Die Fakultät Bauingenieurwesen der Hochschule Regensburg hat kürzlich ihren neuen Terrestrischen Laserscanner offiziell vorgestellt.

Der erste große Auftritt des neuen Terrestrischen 3D-Laserscanners LEICA HDS 6100 der Hochschule Regensburg war ein voller Erfolg. Bei der offiziellen Inbetriebnahme am 22. Juni 2010, erstellte das Gerät vor den Augen aller einen 3D-Scan von den zirka 30 geladenen Gästen im Vermessungskundelabor der Fakultät Bauingenieurwesen. Die Anwesenden, Vertreter unter anderem vom Amt für ländliche Entwicklung, der Autobahndirektion Südbayern, dem Vermessungsamt Regensburg sowie aus Ingenieurbüros  und Bauunternehmungen der Region, und auch die Hochschulleitung waren beeindruckt. Mit dem 3D-Laserscanner werden bis zu 500.000 Punkte pro Sekunde angemessen und mit Koordinaten versehen. Mit digitalen Bildern unterlegt entsteht ein täuschend echtes Modell einer Topologie. Die Fakultät Bauingenieurwesen ist mit der Anschaffung des zirka 120.000 Euro teuren Geräts auf dem neusten Stand der Technik. 
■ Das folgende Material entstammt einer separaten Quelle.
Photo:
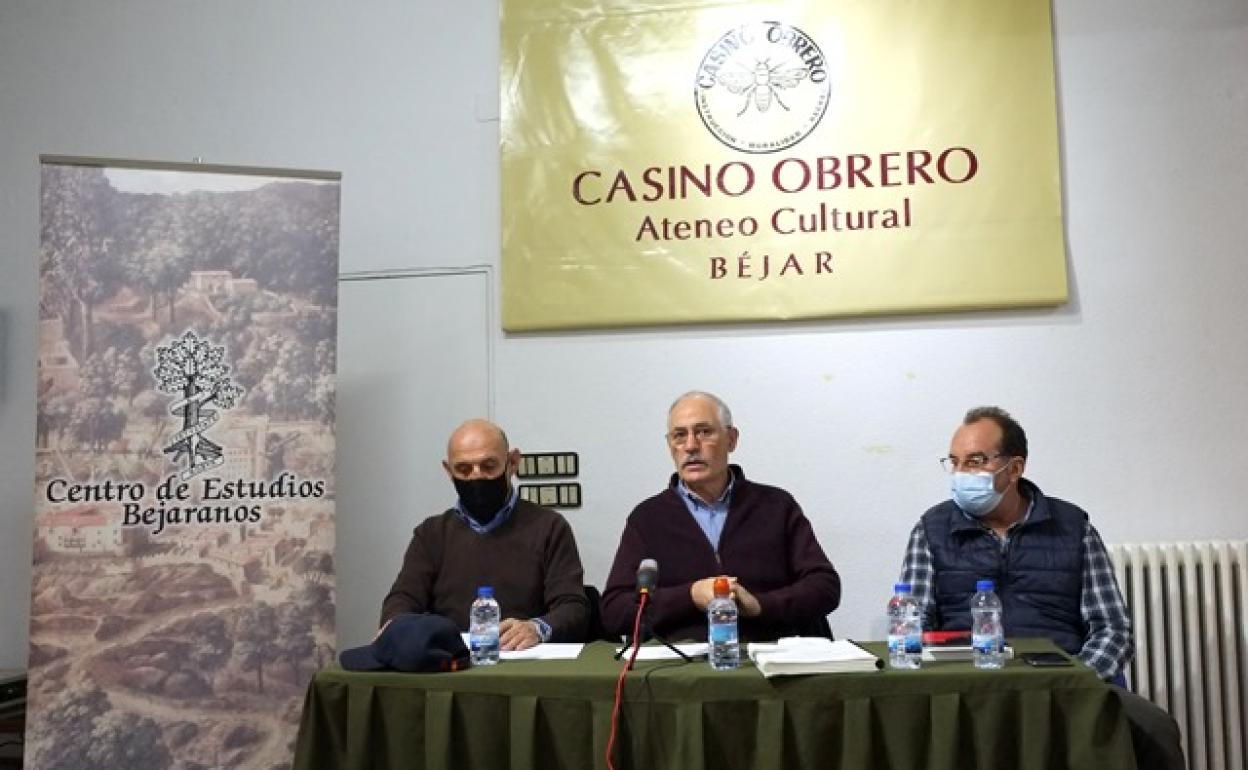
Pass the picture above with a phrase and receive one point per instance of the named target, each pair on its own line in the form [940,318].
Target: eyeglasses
[704,434]
[976,461]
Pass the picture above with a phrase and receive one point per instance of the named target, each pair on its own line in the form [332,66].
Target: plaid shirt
[1107,647]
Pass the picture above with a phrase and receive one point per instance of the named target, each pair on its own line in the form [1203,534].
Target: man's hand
[517,634]
[702,592]
[745,600]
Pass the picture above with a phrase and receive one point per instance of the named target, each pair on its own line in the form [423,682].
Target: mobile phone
[1046,659]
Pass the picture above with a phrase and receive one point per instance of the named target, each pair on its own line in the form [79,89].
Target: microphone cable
[619,683]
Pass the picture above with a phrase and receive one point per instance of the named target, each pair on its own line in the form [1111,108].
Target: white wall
[1130,393]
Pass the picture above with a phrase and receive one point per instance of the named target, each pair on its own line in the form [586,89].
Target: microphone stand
[647,630]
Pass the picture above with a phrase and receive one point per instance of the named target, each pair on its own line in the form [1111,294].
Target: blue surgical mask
[976,493]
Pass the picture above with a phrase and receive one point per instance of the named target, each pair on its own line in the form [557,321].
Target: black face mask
[483,498]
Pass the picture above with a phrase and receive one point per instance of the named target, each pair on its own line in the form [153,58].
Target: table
[546,715]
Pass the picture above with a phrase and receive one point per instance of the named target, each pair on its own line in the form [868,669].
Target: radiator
[1187,608]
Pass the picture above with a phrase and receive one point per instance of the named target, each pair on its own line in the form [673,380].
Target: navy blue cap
[412,642]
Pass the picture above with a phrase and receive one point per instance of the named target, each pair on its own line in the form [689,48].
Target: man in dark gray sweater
[491,537]
[711,521]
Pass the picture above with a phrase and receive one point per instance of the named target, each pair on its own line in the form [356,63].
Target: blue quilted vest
[1038,574]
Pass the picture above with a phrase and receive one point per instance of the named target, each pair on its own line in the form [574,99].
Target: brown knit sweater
[531,560]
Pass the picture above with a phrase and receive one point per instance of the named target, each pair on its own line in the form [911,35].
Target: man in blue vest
[1048,563]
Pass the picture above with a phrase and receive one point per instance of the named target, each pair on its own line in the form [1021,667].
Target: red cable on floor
[619,683]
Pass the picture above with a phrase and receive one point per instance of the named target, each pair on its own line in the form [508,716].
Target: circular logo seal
[763,87]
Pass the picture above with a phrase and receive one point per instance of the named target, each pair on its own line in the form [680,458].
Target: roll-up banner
[182,584]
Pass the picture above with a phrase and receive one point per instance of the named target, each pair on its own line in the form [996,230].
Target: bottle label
[985,644]
[723,633]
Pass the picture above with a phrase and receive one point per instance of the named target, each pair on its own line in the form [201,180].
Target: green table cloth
[546,715]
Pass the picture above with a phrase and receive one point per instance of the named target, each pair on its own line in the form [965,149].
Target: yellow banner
[675,162]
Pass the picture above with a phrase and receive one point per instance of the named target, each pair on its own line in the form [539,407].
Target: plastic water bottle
[905,629]
[987,633]
[725,650]
[483,620]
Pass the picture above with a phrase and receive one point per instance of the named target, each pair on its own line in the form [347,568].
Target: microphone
[647,575]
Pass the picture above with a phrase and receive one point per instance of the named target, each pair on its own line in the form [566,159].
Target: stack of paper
[811,655]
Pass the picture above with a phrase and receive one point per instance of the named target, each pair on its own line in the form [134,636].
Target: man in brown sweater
[491,537]
[711,521]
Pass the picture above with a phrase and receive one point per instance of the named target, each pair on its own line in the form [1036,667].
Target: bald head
[478,448]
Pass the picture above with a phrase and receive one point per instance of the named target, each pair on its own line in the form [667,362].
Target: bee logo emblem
[763,87]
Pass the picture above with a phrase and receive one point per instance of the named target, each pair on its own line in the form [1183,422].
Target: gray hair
[725,414]
[1014,439]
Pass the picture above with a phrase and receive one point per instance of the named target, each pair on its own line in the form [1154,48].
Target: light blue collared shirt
[710,517]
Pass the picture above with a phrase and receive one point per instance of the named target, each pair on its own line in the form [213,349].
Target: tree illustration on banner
[195,370]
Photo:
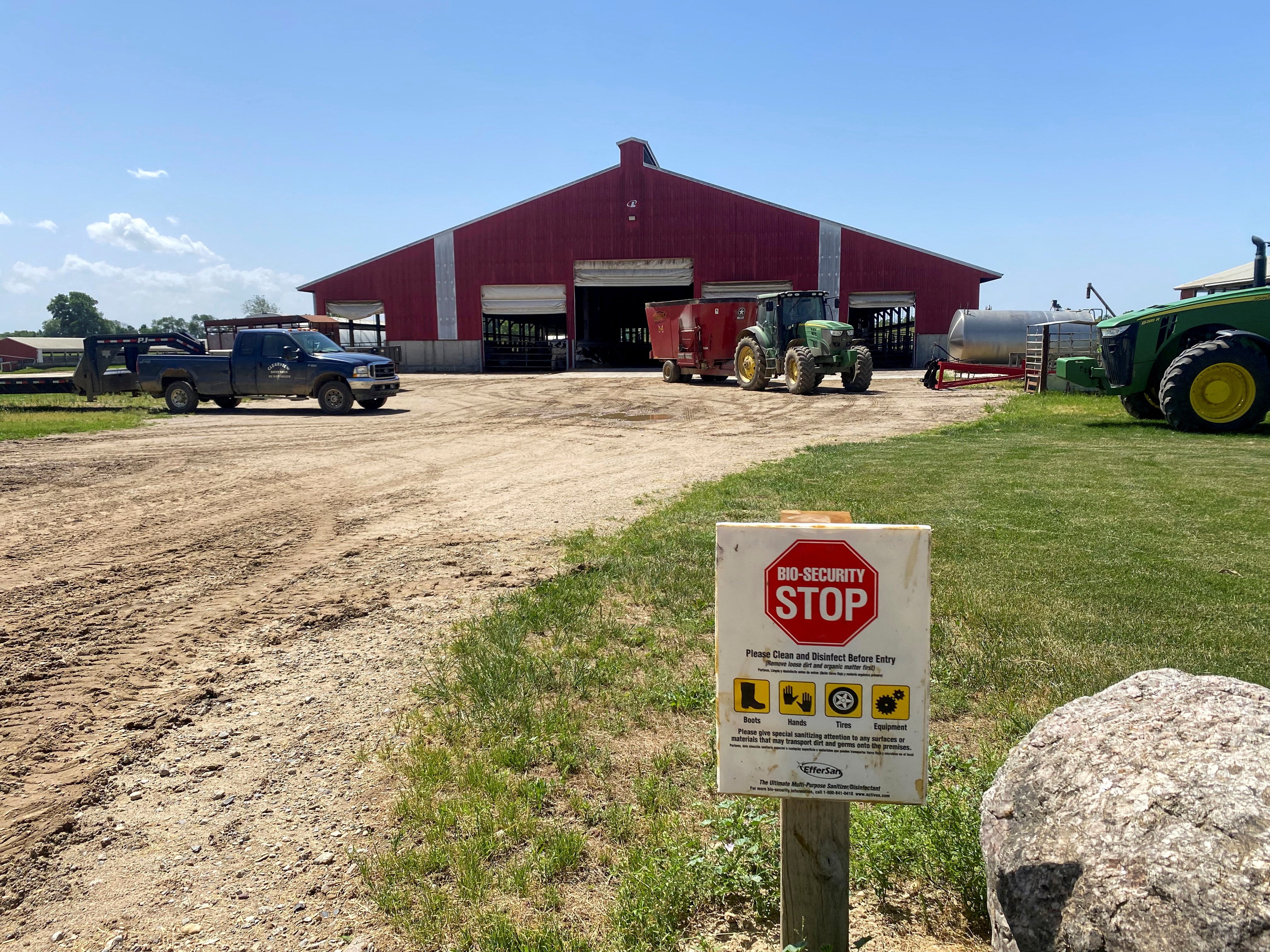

Prof. Dipl.-Ing. Wolfgang Stockbauer stellte eingangs der Veranstaltung den derzeitigen Stand der Messtechnik vor. Er berichtete von den Projekten der Fakultät Bauingenieurwesen, in denen bereits mit Terrestrischen Laserscannern externer Partner gearbeitet wurde. Los ging es mit einem Projekt am U-Bahnhof Hardhöhe Fürth (2005-2006) in Kooperation mit dem Unternehmen Klebl, Neumarkt. Derzeit laufen Messkampagnen auf der Baustelle der B15neu in Zusammenhang mit dem Forschungsprojekt ForBAU. „Kooperationen sind entscheidend. Sie sind die Grundlage unserer praxisnahen Ausbildung“, sagte Präsident Prof. Dr. Eckstein und bedankte sich bei den anwesenden Partnern aus der Wirtschaft. Auch Prof. Dr. Andreas Maurial, Dekan der Fakultät Bauingenieurwesen lobte die Zusammenarbeit mit externen Partnern. Claus Plank, wissenschaftlicher Mitarbeiter der Fakultät Bauingenieurwesen, demonstrierte schließlich den Laserscanner und erstellte von dem Labor samt seiner Insassen ein entsprechend beeindruckendes 3D-Abbild. Anwendung in der Lehre findet der Terrestrische Laserscanner derzeit in einer Abschlussarbeit zum Thema „Bestandsaufnahme des Gesandtenfriedhofs mittels Terrestrischem Laserscanning“.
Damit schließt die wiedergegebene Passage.